Si los depósitos de medicamentos están vinculados a una oficina de farmacia comunitaria, será la oficina de farmacia la que asuma los gastos del transporte de medicamentos y productos sanitarios hasta los depósitos de medicamentos que se le hayan vinculado.

Estaría por determinar a quién corresponde los gastos para dotación adaptación de equipamiento de los depósitos de medicamentos a establecerse en cada uno de los centros residenciales.

Obviamente en el caso de los Centros de titularidad de las Administraciones de las CC.AA, que son las competentes y por tanto tienen la financiación en sus Presupuestos para la asistencia sanitaria y social, en la Utilización racional de sus recursos, es muy comprensible que la organización de la atención farmacéutica se realice con la vinculación de los Depósitos de sus centros a la Red de Servicios de Farmacia de sus Hospitales Públicos. Y si en algún caso por su lejanía u otras circunstancias fuese más racional vincular un centro público de estas características a una Oficina de Farmacia Comunitaria, tenga la capacidad para elegir y decidir.

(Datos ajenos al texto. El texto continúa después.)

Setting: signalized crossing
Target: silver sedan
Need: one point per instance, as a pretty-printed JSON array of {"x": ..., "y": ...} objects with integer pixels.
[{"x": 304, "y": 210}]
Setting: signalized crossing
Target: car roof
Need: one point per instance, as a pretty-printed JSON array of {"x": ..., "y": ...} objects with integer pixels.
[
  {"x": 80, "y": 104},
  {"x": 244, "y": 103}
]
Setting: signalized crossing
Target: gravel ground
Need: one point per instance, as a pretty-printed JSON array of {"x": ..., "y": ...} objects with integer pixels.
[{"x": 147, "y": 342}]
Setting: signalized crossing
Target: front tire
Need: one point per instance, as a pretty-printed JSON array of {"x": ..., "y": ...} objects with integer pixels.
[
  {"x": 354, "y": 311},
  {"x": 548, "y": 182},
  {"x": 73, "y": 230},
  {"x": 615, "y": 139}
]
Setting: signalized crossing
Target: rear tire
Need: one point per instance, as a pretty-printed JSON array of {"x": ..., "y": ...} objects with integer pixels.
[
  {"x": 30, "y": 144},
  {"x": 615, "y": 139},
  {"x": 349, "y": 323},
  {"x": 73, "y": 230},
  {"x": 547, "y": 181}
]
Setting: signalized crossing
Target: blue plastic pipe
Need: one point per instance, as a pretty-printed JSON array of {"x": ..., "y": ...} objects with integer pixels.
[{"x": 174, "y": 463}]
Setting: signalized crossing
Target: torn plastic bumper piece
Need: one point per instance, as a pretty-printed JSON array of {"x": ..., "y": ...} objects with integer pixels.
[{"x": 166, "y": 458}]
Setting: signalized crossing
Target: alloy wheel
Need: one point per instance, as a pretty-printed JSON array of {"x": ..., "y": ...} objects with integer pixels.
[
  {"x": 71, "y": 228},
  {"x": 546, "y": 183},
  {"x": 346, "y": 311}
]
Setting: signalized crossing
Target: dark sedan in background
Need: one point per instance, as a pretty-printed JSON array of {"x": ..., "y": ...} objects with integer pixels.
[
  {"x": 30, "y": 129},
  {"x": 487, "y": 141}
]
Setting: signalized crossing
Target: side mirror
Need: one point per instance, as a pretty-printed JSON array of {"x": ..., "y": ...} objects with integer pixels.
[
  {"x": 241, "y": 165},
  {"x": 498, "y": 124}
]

Al final las plazas de centros residenciales, no son meros números, son personas en situación de dependencia que residen y tienen ahí su domicilio habitual y son beneficiarios de las prestaciones del S.N.S. incluida la Prestación Farmacéutica y los Servicios que ella implica. No debiera ser distinta para los 188.864 residentes en centros de cien o más plazas que para los 177.524 que lo hacen en centros de menos de cien plazas.

Si estamos ante una Normativa Estatal de hace más de seis años, su desarrollo no ha sido mayoritario y en algunas Comunidades problemático, lo cual está generando confusión, tanto dentro del sector de Residencias de Personas Mayores y de las Farmacias Comunitarias y con la sensación de tratarse de un tema importante pero pendiente de resolverse, considero que hay que trabajar juntos y proponer los correspondientes cambios o adaptaciones, con la participación más amplia de la representación de ambos sectores implicados y con debate constructivo llegar a una normativa que prime la complementariedad en ofrecer el conjunto de servicios profesionales que requiere esta atención farmacéutica.

Quizá sea muy importante analizar modelos que ya están funcionando y apoyados en estas premisas de prestación de servicios, como única forma correcta (frente a los que se apoyan en otros aspectos que no repercuten positivamente para nada en los residentes); debatirlos y sobre todo darles a conocer y valorar sus resultados ya obtenidos.